Manchester United's Jadon Sancho Era Ends with Key Departures
Manchester United draw a line under the Jadon Sancho era – and much more – with a retained list that feels like the closing chapter of a costly, confused period at Old Trafford.
The club has confirmed to the Premier League that Sancho, Casemiro and Tyrell Malacia will all depart at the end of their contracts. On paper, it is a routine administrative step. In reality, it is the formal end of several big‑money bets that never truly paid off.
Sancho: a £73m riddle that never solved itself
Sancho’s exit stands out most sharply. United spent upwards of £73 million to prise him from Borussia Dortmund in 2021, convinced they were buying one of Europe’s most devastating wide forwards. They got flashes. They never got the full picture.
Across five years on the books, the 26‑year‑old managed only 12 goals and six assists in all competitions for United. For a player of his pedigree and price, those numbers tell their own story. Form deserted him, confidence drained away, and his relationship with previous management fractured. The move became less a marquee signing and more a running saga.
United’s statement tried to frame his time with a touch of dignity: Sancho, it noted, arrived in 2021, played 83 times, and was part of the 2023 Carabao Cup‑winning side before returning to Borussia Dortmund on loan. Temporary switches to Chelsea and Aston Villa followed as the club searched for solutions and Sancho searched for himself.
The polite words from the boardroom could not drown out the harsher verdicts from the outside. Former United striker Louis Saha branded Sancho “the most disappointing signing in Manchester United history,” a brutal line that captured the sense of bafflement around his Old Trafford spell. Saha spoke of a “mystery”: how a player who dazzled in the Bundesliga could look so diminished in England.
He went further, lamenting the chances that slipped away. Injuries curtailed Saha’s own career; he made no secret of his envy at the volume of games Sancho had been fit to play. With that level of talent, Saha argued, Old Trafford should have been a stage, not a struggle. Instead, he saw “all those games wasted.”
Dortmund door opens again
Sancho’s reputation, though, has not collapsed everywhere. In Germany, he remains a prized asset. Reports indicate he is open to a third spell at Borussia Dortmund as he tries to reignite a career that stalled the moment he left Signal Iduna Park in 2021. Head coach Niko Kovac has, according to those reports, already given the green light for a deal.

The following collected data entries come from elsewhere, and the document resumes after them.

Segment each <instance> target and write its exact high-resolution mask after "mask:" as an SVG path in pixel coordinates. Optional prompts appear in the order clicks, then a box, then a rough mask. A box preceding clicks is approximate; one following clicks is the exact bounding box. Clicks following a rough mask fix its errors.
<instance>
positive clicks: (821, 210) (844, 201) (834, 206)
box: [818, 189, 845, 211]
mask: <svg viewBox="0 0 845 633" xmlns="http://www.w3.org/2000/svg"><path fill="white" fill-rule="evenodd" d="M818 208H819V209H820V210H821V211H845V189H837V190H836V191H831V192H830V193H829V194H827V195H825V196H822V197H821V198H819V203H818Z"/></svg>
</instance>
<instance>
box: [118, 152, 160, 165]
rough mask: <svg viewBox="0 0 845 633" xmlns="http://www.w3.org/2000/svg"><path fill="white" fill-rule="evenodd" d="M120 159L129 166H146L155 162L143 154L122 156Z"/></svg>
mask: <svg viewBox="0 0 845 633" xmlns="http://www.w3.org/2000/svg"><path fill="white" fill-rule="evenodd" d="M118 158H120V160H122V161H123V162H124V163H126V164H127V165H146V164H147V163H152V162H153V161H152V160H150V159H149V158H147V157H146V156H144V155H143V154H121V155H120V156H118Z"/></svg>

It is no mystery why Dortmund would welcome him again. In his first stint there, Sancho produced 114 goal involvements in just 137 matches, a staggering output that made him one of the hottest properties in Europe. He returned on loan in 2024 and helped drive Dortmund all the way to the Champions League final at Wembley, a reminder of the player he can still be when the environment fits.
A permanent return to the Bundesliga now looks like more than nostalgia. It could be the reset he needs to fight his way back into the England picture, having not featured for the Three Lions since late 2021. For club and country, the next move feels decisive.
Casemiro and Malacia: different paths, same exit
Sancho is not the only significant name heading through the door. United’s retained list underlines a broader reset, with the departures of Casemiro and Tyrell Malacia also confirmed as the club trims its wage bill and reshapes the first‑team squad.
Casemiro arrived from Real Madrid as a serial winner, a statement signing intended to bring steel and know‑how to a fragile midfield. Across four seasons he did lift trophies – the Carabao Cup and the FA Cup – and at his best he added authority and edge. The problem lay in the cost and the curve of his career. As his influence waned and his salary remained hefty, the logic of a parting grew harder to ignore.
Malacia’s story is more subdued, and more unfortunate. Signed from Feyenoord in 2022, the full‑back promised energy and aggression down the left. Injuries wrecked that plan. He managed just 50 appearances, never truly building momentum before fitness issues dragged him back again. His exit carries less drama than Sancho’s or Casemiro’s, but it still speaks to a recruitment drive that rarely found sustained success.
United’s official line was courteous and predictable. “Everyone at the club would like to thank Casemiro, Tyrell, and Jadon for their contributions to Manchester United and wish them the very best of luck for the future,” the statement read. Behind that, the strategy is clear enough.
Space cleared, excuses removed
As the club moves into a new era under its current sporting leadership, these departures do more than tidy up a squad list. They clear substantial salaries off the books and remove three symbols of a muddled, scattergun approach to building a team.
Sancho, Casemiro, Malacia: three different careers, three different arcs, one shared conclusion. United paid heavily for potential, pedigree and promise. They walk away with a single Carabao Cup and an FA Cup between them, some fleeting highs, and a long list of what‑ifs.
The space is there now. The question is whether United finally know what to do with it.